Day 1- AI Engineering Journey - How Large Language Models (LLMs) Actually Work — Explained Simply

How Large Language Models (LLMs) Actually Work — Explained Simply (But Correctly)

This is Day 1 of Posting AI Engineering content. In this post I will mostly cover how exactly LLM works.


Most people say things like “LLMs understand language” or “they think like humans.”
That sounds nice — but it’s not how they actually work.

Let’s break it down properly.


The Core Idea

At its heart, an LLM is not thinking, reasoning, or understanding.

It is a system that does one thing extremely well:

It predicts the next token given the previous tokens.

That’s it.

Everything else — conversations, code, reasoning — emerges from this single capability.


🔤 Step 1: Text → Tokens

Before processing, your input is converted into tokens.

Tokens are not exactly words.
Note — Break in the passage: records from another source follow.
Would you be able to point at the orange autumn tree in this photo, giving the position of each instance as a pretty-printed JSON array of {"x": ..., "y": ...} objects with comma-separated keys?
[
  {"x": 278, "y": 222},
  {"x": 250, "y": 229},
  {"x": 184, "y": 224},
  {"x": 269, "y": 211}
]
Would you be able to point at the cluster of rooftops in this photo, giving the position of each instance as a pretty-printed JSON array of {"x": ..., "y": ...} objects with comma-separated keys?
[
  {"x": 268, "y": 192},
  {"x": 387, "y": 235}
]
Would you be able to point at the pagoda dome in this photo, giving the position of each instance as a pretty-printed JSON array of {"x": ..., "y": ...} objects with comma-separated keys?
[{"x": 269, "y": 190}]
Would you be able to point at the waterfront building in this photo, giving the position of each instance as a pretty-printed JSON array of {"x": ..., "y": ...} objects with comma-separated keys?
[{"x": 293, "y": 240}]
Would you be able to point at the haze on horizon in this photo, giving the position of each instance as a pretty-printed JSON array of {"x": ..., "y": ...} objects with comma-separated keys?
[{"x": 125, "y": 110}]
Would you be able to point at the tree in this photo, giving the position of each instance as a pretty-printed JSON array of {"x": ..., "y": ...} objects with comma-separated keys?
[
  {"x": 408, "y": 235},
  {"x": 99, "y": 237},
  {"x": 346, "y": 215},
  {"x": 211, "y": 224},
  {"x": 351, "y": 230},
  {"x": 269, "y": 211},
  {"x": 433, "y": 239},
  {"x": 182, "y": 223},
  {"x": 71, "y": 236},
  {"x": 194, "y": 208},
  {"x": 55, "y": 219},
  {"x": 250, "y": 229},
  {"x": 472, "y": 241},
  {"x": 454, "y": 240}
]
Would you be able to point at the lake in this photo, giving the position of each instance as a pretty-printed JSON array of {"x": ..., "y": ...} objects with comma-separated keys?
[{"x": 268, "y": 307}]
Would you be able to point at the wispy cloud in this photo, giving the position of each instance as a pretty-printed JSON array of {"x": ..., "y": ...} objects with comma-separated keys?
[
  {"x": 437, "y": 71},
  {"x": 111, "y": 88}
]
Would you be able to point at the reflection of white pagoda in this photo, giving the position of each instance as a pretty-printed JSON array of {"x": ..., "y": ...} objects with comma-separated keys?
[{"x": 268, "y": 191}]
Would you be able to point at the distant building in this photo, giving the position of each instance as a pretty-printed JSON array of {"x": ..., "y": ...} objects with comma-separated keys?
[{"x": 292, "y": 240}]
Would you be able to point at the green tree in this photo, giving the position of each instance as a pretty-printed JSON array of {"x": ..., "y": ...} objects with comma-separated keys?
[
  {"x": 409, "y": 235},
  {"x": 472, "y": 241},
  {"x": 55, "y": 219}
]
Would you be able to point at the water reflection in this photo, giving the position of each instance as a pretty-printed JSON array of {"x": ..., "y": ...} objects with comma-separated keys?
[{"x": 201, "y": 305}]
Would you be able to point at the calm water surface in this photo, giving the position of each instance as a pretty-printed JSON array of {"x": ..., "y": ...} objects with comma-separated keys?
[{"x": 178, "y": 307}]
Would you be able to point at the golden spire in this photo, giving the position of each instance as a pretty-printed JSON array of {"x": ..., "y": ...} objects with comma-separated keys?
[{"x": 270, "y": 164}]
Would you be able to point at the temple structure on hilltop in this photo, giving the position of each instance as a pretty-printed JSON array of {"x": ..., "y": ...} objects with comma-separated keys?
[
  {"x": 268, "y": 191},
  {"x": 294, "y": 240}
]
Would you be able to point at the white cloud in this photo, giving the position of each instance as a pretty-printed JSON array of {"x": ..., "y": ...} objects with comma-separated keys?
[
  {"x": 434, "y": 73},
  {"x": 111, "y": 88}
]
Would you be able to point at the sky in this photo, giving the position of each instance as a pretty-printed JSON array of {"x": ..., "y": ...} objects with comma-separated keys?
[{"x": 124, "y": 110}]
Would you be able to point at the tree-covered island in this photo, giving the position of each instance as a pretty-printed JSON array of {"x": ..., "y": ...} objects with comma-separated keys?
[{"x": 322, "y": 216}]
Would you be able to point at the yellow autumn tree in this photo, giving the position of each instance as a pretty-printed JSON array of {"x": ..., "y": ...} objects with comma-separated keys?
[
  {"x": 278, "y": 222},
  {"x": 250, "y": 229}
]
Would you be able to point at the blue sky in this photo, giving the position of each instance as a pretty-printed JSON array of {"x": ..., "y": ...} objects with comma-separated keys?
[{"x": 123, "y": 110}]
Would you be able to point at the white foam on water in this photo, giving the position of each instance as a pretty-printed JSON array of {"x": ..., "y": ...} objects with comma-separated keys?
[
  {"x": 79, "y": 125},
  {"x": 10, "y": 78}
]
They can be:

  • Full words → cat
  • Parts of words → un, believ, able
  • Symbols → +, =, ;

Example:

"unbelievable" → ["un", "believ", "able"]

This matters because:

  • Cost is based on tokens
  • Models have token limits (context window)
  • Poor tokenization can affect output quality

⚙️ Step 2: Transformer Processes the Input

Once tokenized, the input is passed into a transformer model.

The transformer:

  • Looks at the entire sequence at once
  • Understands relationships between tokens using attention
  • Builds a contextual understanding of the input

Example:

“The animal didn’t cross the road because it was tired.”

The model understands:

  • “it” refers to animal, not road

📊 Step 3: Predicting the Next Token

The model does NOT generate full sentences.

Instead, it calculates:

What is the probability of each possible next token?

Example:

"The sky is ___"

blue → 0.7  
green → 0.1  
falling → 0.05  
pizza → 0.001  

🎲 Step 4: Sampling (Why Outputs Change)

The model doesn’t always pick the highest probability token.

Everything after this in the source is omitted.